PDA

View Full Version : Confused about the performance of 8 and 9 series cards...


CaptNKILL
05-27-08, 01:19 PM
Ok this is driving me nuts. :p

First, here is a list of specifications for different 8 and 9 series cards.

8800 GS = 96 stream processors, 384Mb 192bit memory @ 1400-1600Mhz, 550-680Mhz core clock

9600 GSO = 96 stream processors, 384Mb 192bit memory @ 1900Mhz, 650Mhz core clock

9600 GT = 64 stream processors, 512Mb 256bit memory @ 1800Mhz, 650Mhz core clock

8800 GT = 112 stream processors, 512Mb 256bit memory @ 1800Mhz, 600Mhz core clock


My question is, how the hell can all of these cards perform within 10%-15% of eachother in most benchmarks? On top of that, the 9600GT is a little faster than the GSO and 8800GS in most tests despite having 50% less stream processors. Is the number of stream processors generally meaningless? It clearly is nothing like the number of pixel pipelines that we used to keep track of back in the day. The only thing that seems to matter is the amount of memory since the performance drops off significantly in higher resolutions with the cards with less memory.

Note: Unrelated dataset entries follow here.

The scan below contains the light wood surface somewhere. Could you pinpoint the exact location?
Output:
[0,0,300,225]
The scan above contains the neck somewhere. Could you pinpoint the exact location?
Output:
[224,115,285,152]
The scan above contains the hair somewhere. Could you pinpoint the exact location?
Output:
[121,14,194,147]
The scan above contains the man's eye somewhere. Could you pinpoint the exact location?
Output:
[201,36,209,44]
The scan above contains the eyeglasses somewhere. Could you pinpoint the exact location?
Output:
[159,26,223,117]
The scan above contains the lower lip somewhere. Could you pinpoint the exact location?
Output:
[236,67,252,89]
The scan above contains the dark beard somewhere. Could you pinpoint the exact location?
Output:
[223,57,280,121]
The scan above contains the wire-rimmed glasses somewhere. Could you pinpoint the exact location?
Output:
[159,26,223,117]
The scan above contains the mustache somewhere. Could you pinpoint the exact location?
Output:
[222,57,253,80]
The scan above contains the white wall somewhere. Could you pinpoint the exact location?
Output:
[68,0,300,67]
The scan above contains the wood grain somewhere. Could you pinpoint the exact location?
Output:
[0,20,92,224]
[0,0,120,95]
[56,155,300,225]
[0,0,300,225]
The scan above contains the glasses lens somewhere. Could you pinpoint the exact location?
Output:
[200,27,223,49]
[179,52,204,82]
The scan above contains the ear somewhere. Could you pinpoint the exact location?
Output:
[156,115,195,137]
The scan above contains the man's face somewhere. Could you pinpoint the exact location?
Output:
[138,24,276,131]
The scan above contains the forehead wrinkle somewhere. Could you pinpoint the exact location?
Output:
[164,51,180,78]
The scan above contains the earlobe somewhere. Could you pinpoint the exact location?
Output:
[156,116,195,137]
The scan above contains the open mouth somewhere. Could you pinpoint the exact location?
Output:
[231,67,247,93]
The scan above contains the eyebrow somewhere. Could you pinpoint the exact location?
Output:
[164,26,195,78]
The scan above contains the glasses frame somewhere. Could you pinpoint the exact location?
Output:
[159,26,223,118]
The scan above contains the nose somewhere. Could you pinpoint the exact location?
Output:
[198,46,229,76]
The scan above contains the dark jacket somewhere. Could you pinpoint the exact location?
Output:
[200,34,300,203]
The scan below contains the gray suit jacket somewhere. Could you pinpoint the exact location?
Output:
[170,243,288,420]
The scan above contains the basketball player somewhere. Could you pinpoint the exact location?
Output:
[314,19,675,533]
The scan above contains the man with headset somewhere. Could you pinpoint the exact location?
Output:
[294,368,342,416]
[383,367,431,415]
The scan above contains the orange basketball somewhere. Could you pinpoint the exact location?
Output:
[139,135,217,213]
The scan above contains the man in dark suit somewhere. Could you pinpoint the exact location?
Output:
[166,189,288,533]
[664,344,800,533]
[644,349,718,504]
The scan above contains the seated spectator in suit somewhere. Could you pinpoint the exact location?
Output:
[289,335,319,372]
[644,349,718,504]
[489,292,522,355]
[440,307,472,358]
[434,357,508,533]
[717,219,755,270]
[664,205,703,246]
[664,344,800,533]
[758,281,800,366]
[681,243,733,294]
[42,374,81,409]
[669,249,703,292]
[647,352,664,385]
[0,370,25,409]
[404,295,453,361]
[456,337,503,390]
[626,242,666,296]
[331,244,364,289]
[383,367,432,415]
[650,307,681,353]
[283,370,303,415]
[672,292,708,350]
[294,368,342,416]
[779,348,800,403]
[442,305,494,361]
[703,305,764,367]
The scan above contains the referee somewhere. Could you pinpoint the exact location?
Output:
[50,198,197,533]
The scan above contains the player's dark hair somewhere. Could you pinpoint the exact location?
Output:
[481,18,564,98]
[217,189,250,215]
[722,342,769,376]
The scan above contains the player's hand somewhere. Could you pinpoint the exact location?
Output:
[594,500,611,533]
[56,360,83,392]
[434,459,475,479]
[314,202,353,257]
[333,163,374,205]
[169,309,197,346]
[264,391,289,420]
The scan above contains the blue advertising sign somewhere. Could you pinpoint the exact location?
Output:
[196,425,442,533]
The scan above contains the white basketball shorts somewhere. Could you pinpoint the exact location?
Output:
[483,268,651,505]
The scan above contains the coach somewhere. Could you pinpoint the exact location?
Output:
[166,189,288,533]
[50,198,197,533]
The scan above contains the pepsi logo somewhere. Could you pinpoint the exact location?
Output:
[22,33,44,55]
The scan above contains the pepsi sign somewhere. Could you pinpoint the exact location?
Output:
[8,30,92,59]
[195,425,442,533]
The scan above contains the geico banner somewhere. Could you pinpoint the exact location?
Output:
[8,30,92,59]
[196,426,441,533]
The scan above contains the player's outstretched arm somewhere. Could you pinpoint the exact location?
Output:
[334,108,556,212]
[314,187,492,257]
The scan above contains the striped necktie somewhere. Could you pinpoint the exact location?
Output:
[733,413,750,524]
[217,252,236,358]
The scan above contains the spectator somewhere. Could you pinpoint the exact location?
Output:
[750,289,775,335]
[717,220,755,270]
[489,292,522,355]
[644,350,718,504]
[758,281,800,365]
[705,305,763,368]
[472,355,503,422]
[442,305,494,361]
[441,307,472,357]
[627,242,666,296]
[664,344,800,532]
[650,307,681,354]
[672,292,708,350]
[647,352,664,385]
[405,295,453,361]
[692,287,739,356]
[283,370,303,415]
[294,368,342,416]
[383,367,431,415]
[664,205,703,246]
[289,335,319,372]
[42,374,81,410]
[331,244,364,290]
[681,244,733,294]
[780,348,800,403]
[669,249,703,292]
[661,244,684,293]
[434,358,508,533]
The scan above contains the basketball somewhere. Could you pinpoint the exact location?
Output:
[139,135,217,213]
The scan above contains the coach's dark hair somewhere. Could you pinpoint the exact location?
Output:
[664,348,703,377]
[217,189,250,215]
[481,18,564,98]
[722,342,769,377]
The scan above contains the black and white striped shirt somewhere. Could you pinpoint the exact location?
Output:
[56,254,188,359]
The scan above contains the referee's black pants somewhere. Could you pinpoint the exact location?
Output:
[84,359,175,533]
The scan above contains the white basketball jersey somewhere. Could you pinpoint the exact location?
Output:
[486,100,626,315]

People have been talking about the terrible naming scheme for these cards for months, but I can't get over how convoluted the specs and real world performance numbers are. Without looking at benchmark results there is really NO way of knowing how fast a given card is. The model numbers and specs mean absolutely nothing. :confused:

Soetdjuret
05-27-08, 01:49 PM
8800gs and 9600gso = the same

9600gt is better than gso, and 8800gt is the superior one. Simple!

CaptNKILL
05-27-08, 02:00 PM
http://www.nvnews.net/vbulletin/attachment.php?attachmentid=31618&stc=1&d=1211855280

No, its not simple.

96 SP = slow

64 SP = fast

112 SP = faster sometimes

Why?

walterman
05-27-08, 02:03 PM
Everything depends of the game that you want to enjoy.

Generally speaking, a GPU with more SP units should help on games with complex shaders (Crysis), and a GPU with a monster memory bandwidth should help to 'sustain' all that shading power at high resolutions, with high level of AA/AF.

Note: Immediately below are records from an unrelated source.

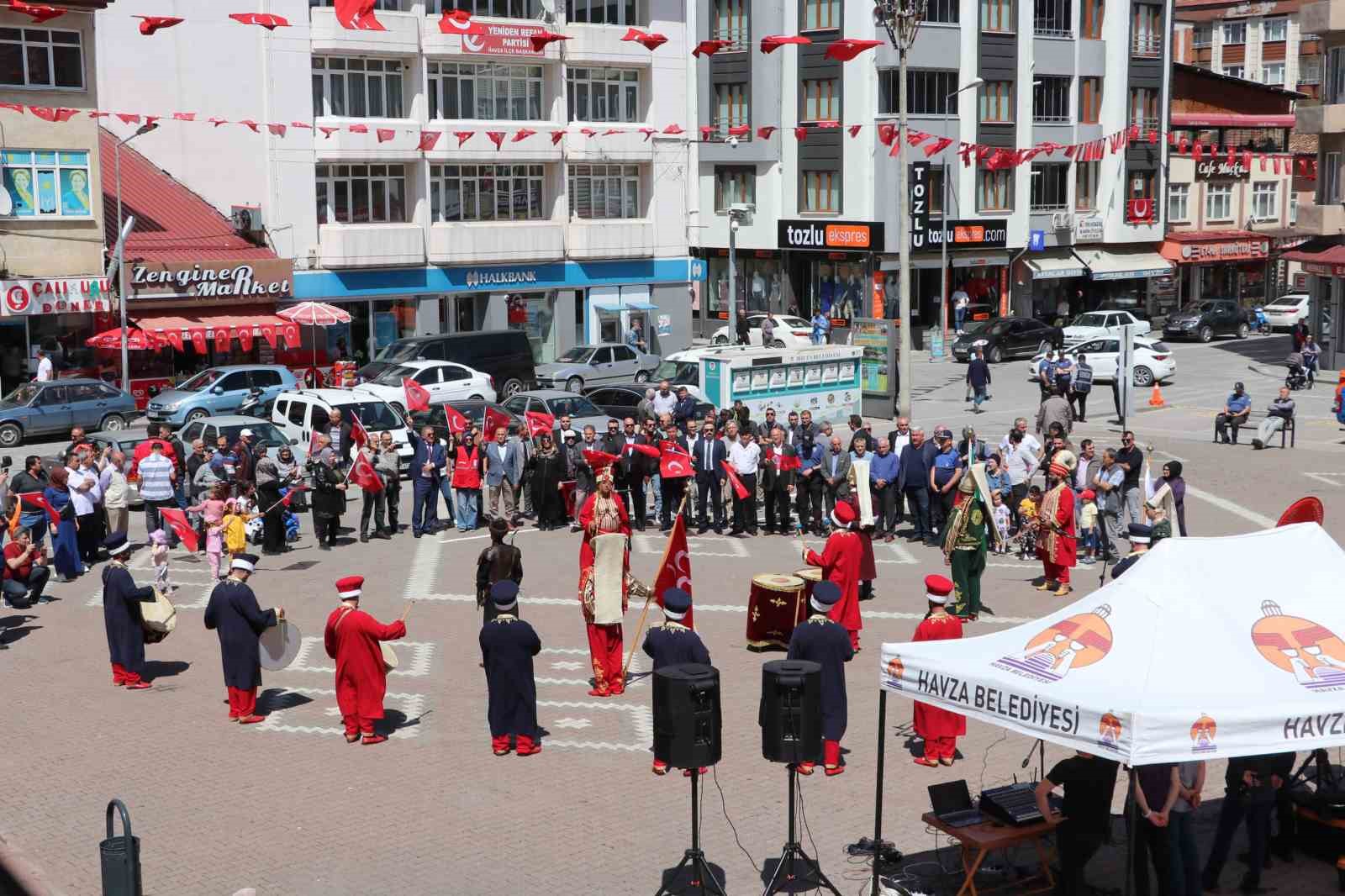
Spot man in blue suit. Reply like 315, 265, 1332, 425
409, 426, 448, 538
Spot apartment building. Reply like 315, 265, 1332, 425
99, 0, 701, 363
0, 4, 112, 392
1173, 0, 1322, 99
690, 0, 1172, 339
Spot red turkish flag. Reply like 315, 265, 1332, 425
402, 379, 429, 412
654, 514, 695, 628
159, 507, 200, 553
444, 405, 472, 436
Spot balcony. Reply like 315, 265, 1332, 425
569, 218, 655, 261
318, 224, 425, 269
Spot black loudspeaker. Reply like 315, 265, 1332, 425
654, 663, 724, 768
760, 659, 822, 763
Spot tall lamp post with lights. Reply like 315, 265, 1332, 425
873, 0, 926, 416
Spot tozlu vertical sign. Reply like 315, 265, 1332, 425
910, 161, 930, 250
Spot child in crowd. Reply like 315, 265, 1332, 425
1079, 488, 1098, 564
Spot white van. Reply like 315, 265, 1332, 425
271, 389, 415, 463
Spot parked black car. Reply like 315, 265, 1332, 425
1163, 298, 1253, 342
583, 382, 715, 419
359, 329, 536, 399
952, 318, 1065, 365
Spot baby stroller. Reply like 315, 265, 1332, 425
1284, 351, 1307, 390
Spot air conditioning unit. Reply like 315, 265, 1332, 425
229, 206, 265, 233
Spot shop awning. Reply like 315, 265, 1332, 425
1078, 249, 1173, 280
1027, 249, 1088, 280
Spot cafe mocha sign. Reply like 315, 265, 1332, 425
130, 258, 294, 303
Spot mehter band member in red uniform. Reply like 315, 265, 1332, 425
803, 500, 863, 651
910, 576, 967, 768
323, 576, 406, 746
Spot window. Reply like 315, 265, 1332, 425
1031, 0, 1074, 38
569, 166, 644, 218
1168, 183, 1190, 220
425, 61, 543, 121
565, 69, 641, 121
1031, 76, 1069, 124
1079, 0, 1105, 40
710, 0, 752, 52
1205, 183, 1233, 220
1074, 161, 1101, 211
924, 0, 962, 24
980, 0, 1014, 32
977, 168, 1013, 211
0, 150, 92, 218
1029, 163, 1069, 211
1130, 3, 1163, 56
710, 81, 752, 140
318, 164, 406, 224
800, 0, 841, 31
429, 166, 550, 224
799, 78, 841, 121
1126, 87, 1158, 130
878, 69, 957, 116
562, 0, 635, 25
1253, 180, 1279, 220
715, 166, 756, 211
314, 56, 404, 119
980, 81, 1013, 124
799, 171, 841, 213
0, 29, 83, 90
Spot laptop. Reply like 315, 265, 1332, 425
930, 780, 984, 827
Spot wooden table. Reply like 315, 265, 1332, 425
920, 813, 1056, 896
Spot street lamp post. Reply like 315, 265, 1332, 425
113, 123, 159, 392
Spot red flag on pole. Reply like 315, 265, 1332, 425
159, 507, 200, 553
402, 379, 429, 412
654, 514, 695, 628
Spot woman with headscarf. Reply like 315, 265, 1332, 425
527, 430, 565, 531
42, 466, 83, 581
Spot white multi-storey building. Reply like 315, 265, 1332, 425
98, 0, 702, 361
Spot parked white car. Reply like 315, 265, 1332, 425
355, 361, 495, 417
1064, 311, 1148, 349
710, 314, 812, 349
1262, 292, 1311, 329
1027, 336, 1177, 386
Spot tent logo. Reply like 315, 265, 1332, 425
1190, 713, 1217, 753
1253, 600, 1345, 692
991, 604, 1111, 685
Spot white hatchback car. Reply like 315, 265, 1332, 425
355, 361, 495, 417
1027, 336, 1177, 386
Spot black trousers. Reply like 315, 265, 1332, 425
695, 472, 724, 531
733, 473, 756, 535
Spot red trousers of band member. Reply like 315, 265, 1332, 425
588, 623, 625, 690
229, 688, 257, 719
926, 736, 957, 759
112, 663, 140, 685
1041, 560, 1069, 585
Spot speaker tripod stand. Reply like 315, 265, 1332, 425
762, 763, 844, 896
654, 768, 726, 896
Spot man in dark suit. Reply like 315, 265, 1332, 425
691, 423, 729, 535
408, 426, 448, 538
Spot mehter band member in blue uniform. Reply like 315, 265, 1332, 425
644, 588, 710, 775
206, 554, 285, 725
103, 531, 155, 690
789, 581, 854, 775
480, 578, 542, 756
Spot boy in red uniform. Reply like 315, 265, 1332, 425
323, 576, 406, 746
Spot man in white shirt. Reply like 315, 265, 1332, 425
729, 430, 762, 535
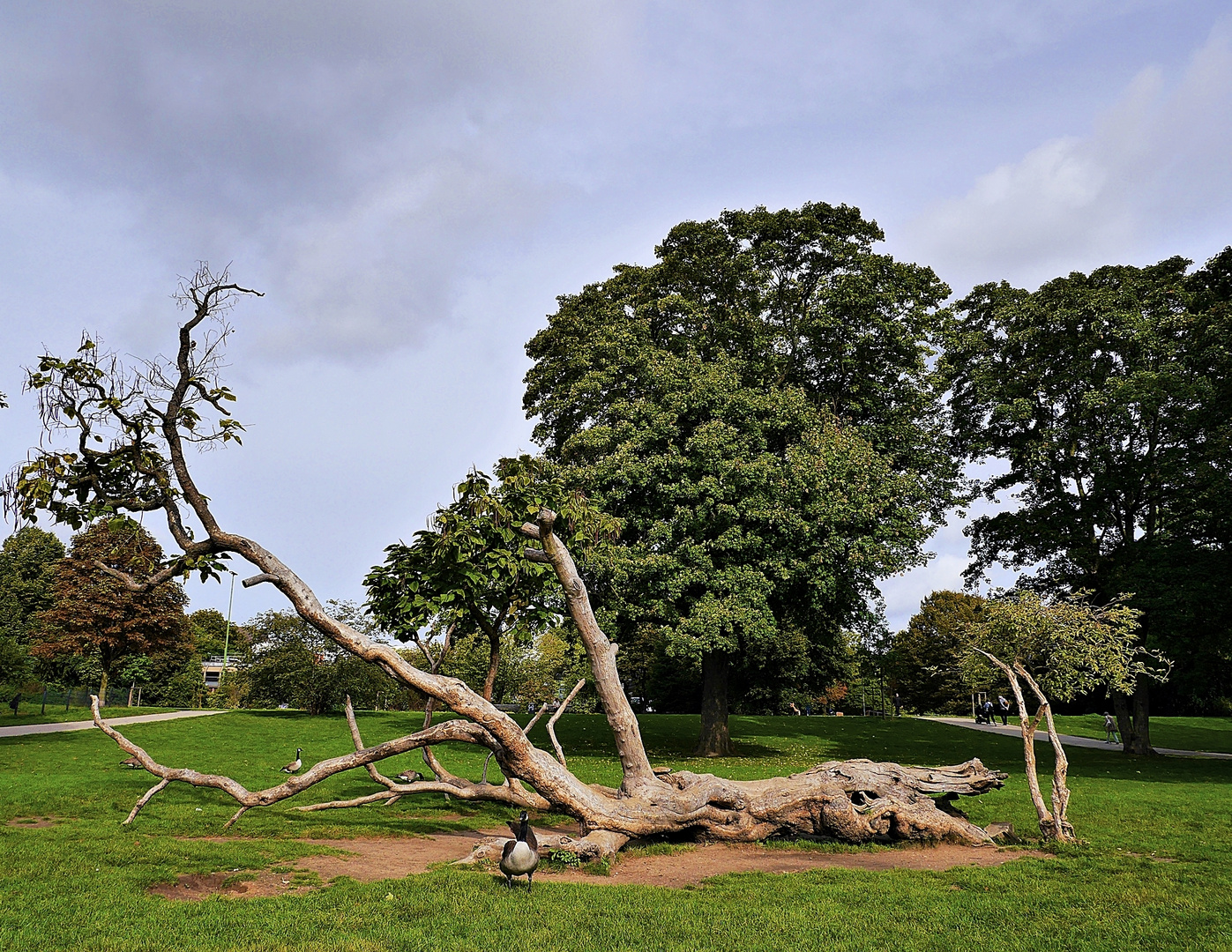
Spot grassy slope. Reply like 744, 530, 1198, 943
0, 712, 1232, 952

Also, you need to multiply the number of SP units by the shader domain frequency. You need to multiply this number by 2 (the G80/G92 can perform 2 ops per clock cycle: MADD). The result is the number of Flops (the shading power of your GPU).

Medion
05-27-08, 02:07 PM
9600GSO is a rebadged 8800GS.

9600GT (64 stream processors) compares about the same as the Radeon 3870 (320 stream processors) which is why I don't care about that number.

It's best to just look at it like this. 9600GT is current mid range, while 8800GT is last gen high end. So, you can expect somewhat similar performance (like a 7600GT and 6800Ultra).

8800GS is last gen mid range, and 9600GSO is current gen low-mid range, so that makes sense. So don't worry about the specs, so much as the placement. Top to bottom should be:

8800GT > 9600GT > 9600GSO = 8800GS

CaptNKILL
05-27-08, 02:13 PM
I know how they fit performance wise, I'm just trying to make sense of why.

It used to be simple. More pixel pipelines = better performance. Now, we don't have pixel pipelines and they tell us how many shader processors a card has, and that only matters in certain games in certain situations, as walterman said.

Its just getting to be such a mess.

The 8800GS is actually faster than the 9600GT in Crysis because of the 96SPs, but in any other game its slower. Apparently its because of the number of ROPs, TMUs etc... but those kinds of things are rarely advertised. If ever.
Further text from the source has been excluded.